This is not a tutorial for using these packages, but all the R code used to generate the plots, tables and models will be included.

The OAG packages can be installed from github:

install_github("tor-gu/njoaguof")
install_github("tor-gu/njoagleod")

Preparing the training data

In Part II we assembled a combined_table of municipal agencies including most of the data we will need. A script to recreate this table (along with nj_municipality_map) may be found here. Before using this data, we need to do some additional preparation. We need to:

  • Add a column for incident_rate_per_officer. This will be the outcome value in our models.
  • Add a column for officer_years, the product of officer_count and partial_year. This will be the case weight in our models.
  • Filter out the rows with NA values for incident_rate_per_officer.
  • Add a field for North Jersey.
  • Arrange the columns so the agency and municipal predictors are last.
  • Split the data into test and training sets.

For our purposes, “North Jersey” means the municipalities in the 11 northern-most counties in the state:

# Northern counties
northern_nj_counties <- c("Bergen County", "Essex County", "Hudson County",
  "Hunterdon County", "Middlesex County", "Morris County", "Passaic County",
  "Somerset County", "Sussex County", "Union County", "Warren County")

There are other definitions of the North Jersey cultural region. Our definition is on the expansive side, including the three northernmost border counties, Hunterdon, Somerset and Middlesex, and comprises about 62% of the population.

Here is how we construct our new combined table, ct.

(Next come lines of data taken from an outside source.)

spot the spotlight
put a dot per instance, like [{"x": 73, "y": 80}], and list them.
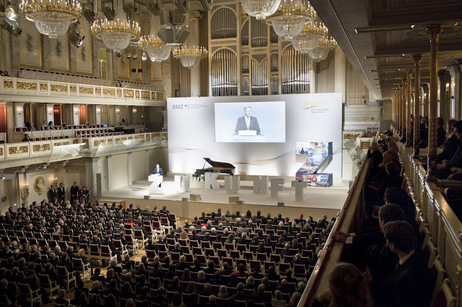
[
  {"x": 10, "y": 25},
  {"x": 88, "y": 12},
  {"x": 108, "y": 9},
  {"x": 76, "y": 34},
  {"x": 182, "y": 5},
  {"x": 153, "y": 7},
  {"x": 10, "y": 13},
  {"x": 206, "y": 4},
  {"x": 129, "y": 8}
]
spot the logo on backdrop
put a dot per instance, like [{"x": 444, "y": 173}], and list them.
[{"x": 315, "y": 106}]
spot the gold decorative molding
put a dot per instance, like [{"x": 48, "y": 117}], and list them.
[
  {"x": 146, "y": 94},
  {"x": 86, "y": 90},
  {"x": 37, "y": 148},
  {"x": 43, "y": 87},
  {"x": 97, "y": 142},
  {"x": 58, "y": 88},
  {"x": 128, "y": 93},
  {"x": 109, "y": 91},
  {"x": 73, "y": 89},
  {"x": 39, "y": 185},
  {"x": 118, "y": 140},
  {"x": 18, "y": 150},
  {"x": 61, "y": 143},
  {"x": 30, "y": 86},
  {"x": 8, "y": 84}
]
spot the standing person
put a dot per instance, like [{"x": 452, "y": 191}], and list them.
[
  {"x": 27, "y": 138},
  {"x": 411, "y": 283},
  {"x": 74, "y": 192},
  {"x": 61, "y": 192},
  {"x": 247, "y": 122},
  {"x": 159, "y": 171},
  {"x": 52, "y": 194},
  {"x": 84, "y": 193}
]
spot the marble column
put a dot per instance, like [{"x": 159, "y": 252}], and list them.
[
  {"x": 195, "y": 71},
  {"x": 434, "y": 32},
  {"x": 444, "y": 83},
  {"x": 417, "y": 59},
  {"x": 408, "y": 109},
  {"x": 454, "y": 72}
]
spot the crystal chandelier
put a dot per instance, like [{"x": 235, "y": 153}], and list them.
[
  {"x": 190, "y": 56},
  {"x": 324, "y": 45},
  {"x": 309, "y": 37},
  {"x": 260, "y": 9},
  {"x": 51, "y": 17},
  {"x": 157, "y": 50},
  {"x": 116, "y": 34},
  {"x": 289, "y": 19}
]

Note that we mark officer_years as type tidymodels::importance_weights.

library(tidymodels)
library(njoagleod)
# Build a combined table:
# - Add incident_rate_per_officer (output)
# - Add officer_years (weight)
# - Add northern_nj
# - put all predictors at the end.
ct <- combined_table %>%
  mutate(incident_rate_per_officer = incident_rate_est / officer_count,
         officer_years = importance_weights(officer_count * partial_year)
  ) %>%
  filter(!is.na(incident_rate_per_officer)) %>%
  left_join(municipality, by = "GEOID") %>%
  mutate(northern_nj = case_when(
    county %in% northern_nj_counties ~ TRUE,
    TRUE ~ FALSE
  )) %>% 
  select(-county, -municipality) %>%
  relocate(GEOID, incident_rate_per_officer, 
           officer_count, incident_count, partial_year, officer_years,
           incident_rate_est)
Table 1: ct, selected columns
GEOID incident_rate_per_officer officer_count officer_years officer_mean_age officer_r_male
3402500070 0.54 41 41.0 37 0.95
3400100100 0.28 29 29.0 38 0.93
3400300700 0.20 15 15.0 43 0.87
3402500730 0.79 9 7.6 40 1.00
3403701360 0.30 12 9.9 38 0.92

For the purpose of model building, we split this into training and testing sets.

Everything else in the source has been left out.